There were 601 households, out of which 25.5% had children under the age of 18 living with them, 50.9% were married couples living together, 9.3% had a female householder with no husband present, and 37.1% were non-families. 35.3% of all households were made up of individuals, and 19.3% had someone living alone who was 65 years of age or older. The average household size was 2.21 and the average family size was 2.87.

In the town, the population was spread out, with 21.9% under the age of 18, 6.8% from 18 to 24, 24.3% from 25 to 44, 23.3% from 45 to 64, and 23.7% who were 65 years of age or older. The median age was 43 years. For every 100 females, there were 89.5 males. For every 100 females age 18 and over, there were 80.4 males.
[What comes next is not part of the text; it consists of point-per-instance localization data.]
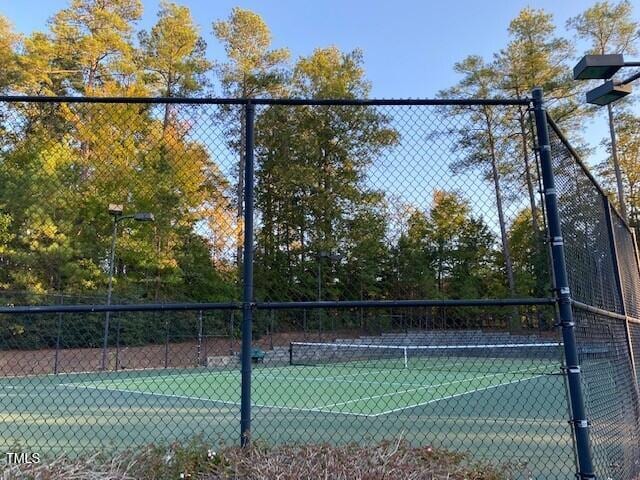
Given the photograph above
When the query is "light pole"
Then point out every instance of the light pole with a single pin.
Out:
(604, 67)
(117, 212)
The median income for a household in the town was $34,667, and the median income for a family was $42,813. Males had a median income of $31,438 versus $20,833 for females. The per capita income for the town was $20,020. About 8.7% of families and 11.1% of the population were below the poverty line, including 18.1% of those under age 18 and 9.0% of those age 65 or over.

==Education==
Odon is served by the North Daviess Junior-Senior High School.

The town has a free lending library, the Odon Winkelpleck Public Library.

==Notable people==
- Joe Dawson (racing driver) - winner of second Indianapolis 500
- Frank Douglas Garrett (born 1944) - university dean, speaker, author and basketball player
- Herb Henderson - football player, coach, and official.
- John Poindexter - National Security Advisor in 1985 and director of DARPA for much of 2003.